The percentage of DNA damage products that can be handled by direct reversal is necessarily small. Most such damage products involve neither pyrimidine dimers nor O6-alkylguanine, so they must be handled by a different mechanism. Most are removed by a process called excision repair. The damaged DNA is first removed, then replaced with fresh DNA. In E. coli this occurs by one of two mechanisms: base excision repair or nucleotide excision repair.
Base Excision Repair
In base excision repair, bulky damage is recognized by an enzyme called DNA glycosylase, which breaks the glycosidic bond between the damaged base and its sugar (Figure 6). This leaves an apurinic or apyrimidinic site (AP site), which is a sugar without its purine or pyrimidine base. Once the AP site is created, it is recognized by AP endonucleases that cut, or nick, the DNA strand on either side of the AP site; removing the AP sugar-phosphate. (The "endo" in endonuclease means the enzyme cuts inside a DNA strand, not at a free end; Greek: endo = within.) DNA polymerase fills the resulting gap by inserting a nucleotide to pair with the one in the opposite strand. DNA ligase seals the remaining nick to complete the job.
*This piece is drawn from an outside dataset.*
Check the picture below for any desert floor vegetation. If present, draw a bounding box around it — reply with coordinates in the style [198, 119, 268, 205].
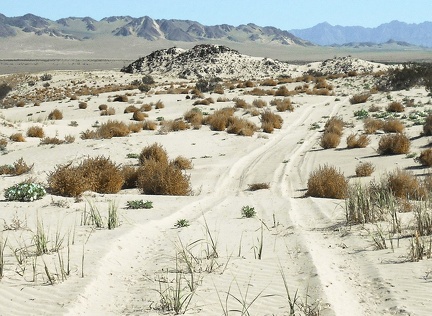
[0, 57, 432, 315]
Nucleotide Excision Repair
Bulky base damage, including thymine dimers, can also be removed directly, without help from a DNA glycosylase. In this nucleotide excision repair (NER) pathway (Figure 7), the incising enzyme system makes cuts on either side of the damage, removing an oligonucleotide with the damage. The key enzyme E. coli cells use in this process is called the uvrABC endonuclease because it contains three polypeptides, the products of the uvrA, uvrB, and uvrC genes. This enzyme generates an oligonucleotide that is twelve to thirteen bases long, depending on whether the damage affects one nucleotide (alkylations) or two (thymine dimers). A more general term for the enzyme system that catalyzes nucleotide excision repair is excision nuclease, or excinuclease. As we will see later in this chapter, the excinuclease in eukaryotic cells removes an oligonucleotide about 24 to 32 nucleotides long, rather than a 12- to 13-mer. In any case, DNA polymerase fills in the gap left by the excised oligonucleotide and DNA ligase seals the final nick.